The policy guideline drew from similar policies in Chicago, San Francisco and Vancouver. It was created and refined through the Portland Monuments Project, which was bolstered by a $350,000 grant the city received from the Mellon Foundation last year. Meanwhile, Portland’s city arts program worked with Lewis & Clark College to create the Portland Monuments and Engagements Process Committee, which issued a public engagement report around monuments and memorials around Portland.

“It’s important to note that if a monument were removed, such as the case of the five from 2020, the report would require further public engagement activities and the addition of interpretive and educational elements to the monuments, if they were removed by public request and recommended for return,” Ryan said.

But some council members had reservations about the policy.

Mayor Ted Wheeler called the policy “potentially divisive” during the Feb. 28 meeting.

“I think it would be a thankless task to serve on this committee,” he said. “Let me give you an example: Abraham Lincoln. I think he was a great leader. But I know for a fact that there’s people in this community who do not think that, they have very different opinions than I do on the greatness of Abraham Lincoln. How is a committee going to be able to resolve that conflict?

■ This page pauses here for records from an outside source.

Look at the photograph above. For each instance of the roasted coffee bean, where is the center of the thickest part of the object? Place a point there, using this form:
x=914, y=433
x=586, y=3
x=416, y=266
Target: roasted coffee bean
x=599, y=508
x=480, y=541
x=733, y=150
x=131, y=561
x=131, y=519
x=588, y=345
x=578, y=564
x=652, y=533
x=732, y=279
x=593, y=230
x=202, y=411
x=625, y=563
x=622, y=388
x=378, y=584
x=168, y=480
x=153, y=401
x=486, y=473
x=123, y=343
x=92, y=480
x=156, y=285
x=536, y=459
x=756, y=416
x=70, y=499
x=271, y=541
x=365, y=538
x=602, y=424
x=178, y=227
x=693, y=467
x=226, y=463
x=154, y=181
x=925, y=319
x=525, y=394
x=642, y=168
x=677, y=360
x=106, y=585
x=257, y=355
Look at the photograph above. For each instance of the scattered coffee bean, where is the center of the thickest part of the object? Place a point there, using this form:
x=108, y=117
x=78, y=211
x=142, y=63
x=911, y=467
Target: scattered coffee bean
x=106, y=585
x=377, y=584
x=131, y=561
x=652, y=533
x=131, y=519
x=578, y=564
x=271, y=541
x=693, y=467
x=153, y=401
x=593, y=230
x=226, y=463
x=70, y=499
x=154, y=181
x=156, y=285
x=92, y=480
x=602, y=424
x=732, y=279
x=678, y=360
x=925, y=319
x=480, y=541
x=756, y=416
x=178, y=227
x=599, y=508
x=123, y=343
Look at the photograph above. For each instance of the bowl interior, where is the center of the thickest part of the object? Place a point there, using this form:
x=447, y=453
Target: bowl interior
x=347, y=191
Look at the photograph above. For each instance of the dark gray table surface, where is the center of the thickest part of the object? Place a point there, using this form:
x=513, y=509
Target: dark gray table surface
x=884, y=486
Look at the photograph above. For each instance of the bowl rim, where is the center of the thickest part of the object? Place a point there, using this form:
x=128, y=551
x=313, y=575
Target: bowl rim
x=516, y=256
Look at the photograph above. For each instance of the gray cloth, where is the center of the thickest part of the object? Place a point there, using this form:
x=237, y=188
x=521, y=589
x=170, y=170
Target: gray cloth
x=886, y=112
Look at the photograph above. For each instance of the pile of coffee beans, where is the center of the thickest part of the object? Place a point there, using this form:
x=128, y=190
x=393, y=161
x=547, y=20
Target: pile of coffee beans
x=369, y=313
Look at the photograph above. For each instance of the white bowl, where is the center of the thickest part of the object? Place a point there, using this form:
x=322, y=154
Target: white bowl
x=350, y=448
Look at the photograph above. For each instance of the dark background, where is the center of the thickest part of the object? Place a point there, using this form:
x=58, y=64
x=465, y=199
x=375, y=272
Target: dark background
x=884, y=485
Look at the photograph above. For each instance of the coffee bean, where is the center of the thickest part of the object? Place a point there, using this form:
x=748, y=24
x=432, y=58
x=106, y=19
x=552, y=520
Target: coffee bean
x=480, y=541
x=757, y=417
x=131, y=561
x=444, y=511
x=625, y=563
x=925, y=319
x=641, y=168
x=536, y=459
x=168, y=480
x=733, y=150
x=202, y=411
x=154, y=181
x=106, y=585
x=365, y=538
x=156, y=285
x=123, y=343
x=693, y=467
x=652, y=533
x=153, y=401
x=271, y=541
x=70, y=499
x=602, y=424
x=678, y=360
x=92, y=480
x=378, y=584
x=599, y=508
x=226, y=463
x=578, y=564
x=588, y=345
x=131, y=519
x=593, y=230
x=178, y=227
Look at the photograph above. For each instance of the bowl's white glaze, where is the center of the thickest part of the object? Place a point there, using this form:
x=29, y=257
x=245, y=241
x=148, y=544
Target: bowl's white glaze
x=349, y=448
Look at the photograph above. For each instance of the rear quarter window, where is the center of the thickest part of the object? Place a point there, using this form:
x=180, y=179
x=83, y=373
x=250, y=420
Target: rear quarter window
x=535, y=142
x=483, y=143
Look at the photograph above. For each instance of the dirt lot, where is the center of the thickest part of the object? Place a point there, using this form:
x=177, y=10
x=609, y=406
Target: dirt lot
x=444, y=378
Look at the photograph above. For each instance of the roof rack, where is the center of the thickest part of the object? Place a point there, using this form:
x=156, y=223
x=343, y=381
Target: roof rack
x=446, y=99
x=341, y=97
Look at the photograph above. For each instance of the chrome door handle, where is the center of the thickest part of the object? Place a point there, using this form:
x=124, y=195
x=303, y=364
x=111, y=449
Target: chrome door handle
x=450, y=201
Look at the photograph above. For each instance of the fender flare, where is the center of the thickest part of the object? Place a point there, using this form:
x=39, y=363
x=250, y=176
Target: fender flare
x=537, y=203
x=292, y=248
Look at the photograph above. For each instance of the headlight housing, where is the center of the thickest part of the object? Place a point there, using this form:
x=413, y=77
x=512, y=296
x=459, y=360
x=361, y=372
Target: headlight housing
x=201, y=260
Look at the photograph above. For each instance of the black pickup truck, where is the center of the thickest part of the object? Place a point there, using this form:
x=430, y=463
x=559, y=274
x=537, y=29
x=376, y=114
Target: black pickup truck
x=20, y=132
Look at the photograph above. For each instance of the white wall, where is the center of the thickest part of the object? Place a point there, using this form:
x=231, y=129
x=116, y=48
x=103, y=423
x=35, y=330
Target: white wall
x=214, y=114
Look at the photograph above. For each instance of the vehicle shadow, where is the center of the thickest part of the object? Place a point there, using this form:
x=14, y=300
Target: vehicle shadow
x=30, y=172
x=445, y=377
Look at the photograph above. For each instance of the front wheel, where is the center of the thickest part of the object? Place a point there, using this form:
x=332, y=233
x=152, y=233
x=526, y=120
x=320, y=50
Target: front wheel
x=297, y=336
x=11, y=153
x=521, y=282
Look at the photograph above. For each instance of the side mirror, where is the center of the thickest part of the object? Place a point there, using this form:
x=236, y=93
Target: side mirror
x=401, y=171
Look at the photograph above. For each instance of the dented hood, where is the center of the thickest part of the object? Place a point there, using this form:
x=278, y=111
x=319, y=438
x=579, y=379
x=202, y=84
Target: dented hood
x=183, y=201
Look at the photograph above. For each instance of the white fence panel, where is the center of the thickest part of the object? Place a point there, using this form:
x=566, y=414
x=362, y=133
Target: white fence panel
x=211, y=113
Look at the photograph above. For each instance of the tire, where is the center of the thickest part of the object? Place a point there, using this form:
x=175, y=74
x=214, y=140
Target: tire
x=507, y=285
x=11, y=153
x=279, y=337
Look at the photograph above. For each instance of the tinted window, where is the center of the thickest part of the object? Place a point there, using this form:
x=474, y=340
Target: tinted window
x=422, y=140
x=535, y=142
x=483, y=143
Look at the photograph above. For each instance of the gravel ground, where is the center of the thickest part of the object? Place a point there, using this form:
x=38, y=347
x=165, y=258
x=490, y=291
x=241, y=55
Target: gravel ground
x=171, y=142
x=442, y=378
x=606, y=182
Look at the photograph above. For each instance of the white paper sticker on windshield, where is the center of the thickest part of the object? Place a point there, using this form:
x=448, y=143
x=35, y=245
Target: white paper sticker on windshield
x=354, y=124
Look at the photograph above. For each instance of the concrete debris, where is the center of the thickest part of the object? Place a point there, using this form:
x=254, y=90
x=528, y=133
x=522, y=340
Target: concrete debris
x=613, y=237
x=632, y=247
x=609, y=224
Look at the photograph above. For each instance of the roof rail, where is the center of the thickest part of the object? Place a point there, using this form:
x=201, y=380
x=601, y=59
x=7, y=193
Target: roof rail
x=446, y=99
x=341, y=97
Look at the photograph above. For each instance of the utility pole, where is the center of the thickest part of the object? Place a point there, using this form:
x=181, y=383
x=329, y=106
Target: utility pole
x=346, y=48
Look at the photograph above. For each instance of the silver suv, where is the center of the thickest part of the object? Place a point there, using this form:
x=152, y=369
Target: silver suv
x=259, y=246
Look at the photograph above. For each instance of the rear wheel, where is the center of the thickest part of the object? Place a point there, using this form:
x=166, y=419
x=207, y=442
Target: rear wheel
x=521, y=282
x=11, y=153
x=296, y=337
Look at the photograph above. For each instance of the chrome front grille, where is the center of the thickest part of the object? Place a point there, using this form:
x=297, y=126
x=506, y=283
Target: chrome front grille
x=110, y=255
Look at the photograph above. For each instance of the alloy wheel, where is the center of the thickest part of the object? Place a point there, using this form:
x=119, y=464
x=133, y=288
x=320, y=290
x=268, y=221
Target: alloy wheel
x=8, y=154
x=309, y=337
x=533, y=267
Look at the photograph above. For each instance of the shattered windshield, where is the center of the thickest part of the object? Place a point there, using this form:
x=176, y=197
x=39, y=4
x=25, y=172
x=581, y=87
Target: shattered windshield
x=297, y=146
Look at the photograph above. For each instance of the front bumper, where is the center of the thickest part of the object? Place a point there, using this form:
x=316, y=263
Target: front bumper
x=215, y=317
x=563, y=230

It’s a question of history and perspective, background, tradition…How does a committee resolve that conflict?”

Jones pointed out that during the development of the South Park Master Plan, members of the Indigenous and Black communities were invited to weigh in and overwhelmingly stated there should be more public monuments honoring Indigenous and Black community members.

“But also when these monuments are up that have already been erected, (respondents said) they should also have greater context and clarity that talks about the full story and honors the times in which people lived, because it’s easy for us to look back in time and criticize the behaviors of folks today, but we also need to be able to talk about the world in which they lived at the same time.”

Commissioner Rene Gonzales expressed concern about a mob mentality taking over the review process.

“How do we allow citizens of Portland to speak out on a particular monument they find objectionable, but don’t make decisions by the mob breaking things down?” he said. “When I look at this language, what we’re partially responding to is what occurred in 2020, and you have – depending on how you describe it – protestors, vandals, the mob, making decisions about what statues they found objectionable, a relatively small group getting to make that decision for everyone else.”

Both Jones and Ryan emphasized that the policy did not condone criminal activity.

“What this seeks to do is provide an avenue for people to know that there is actually a process to express these complaints to the city and encourage them to use that process, versus vandalism or criminal behavior,” Jones said.

Some public testimony shared Gonzales' concerns. But local mother Emma Colburn told the council, "When I'm out and about with my family, monuments to settler culture intrude into our afternoon."

Colburn argued the new process was particularly onerous to marginalized communities.

“It’s weird to task disadvantaged members of the community with the burden of convening a volunteer commission to explain to your body, who is sitting on payroll, why it is harmful to public health and inconsistent with public opinion and just generally morally inappropriate to keep erect such statues,” she said.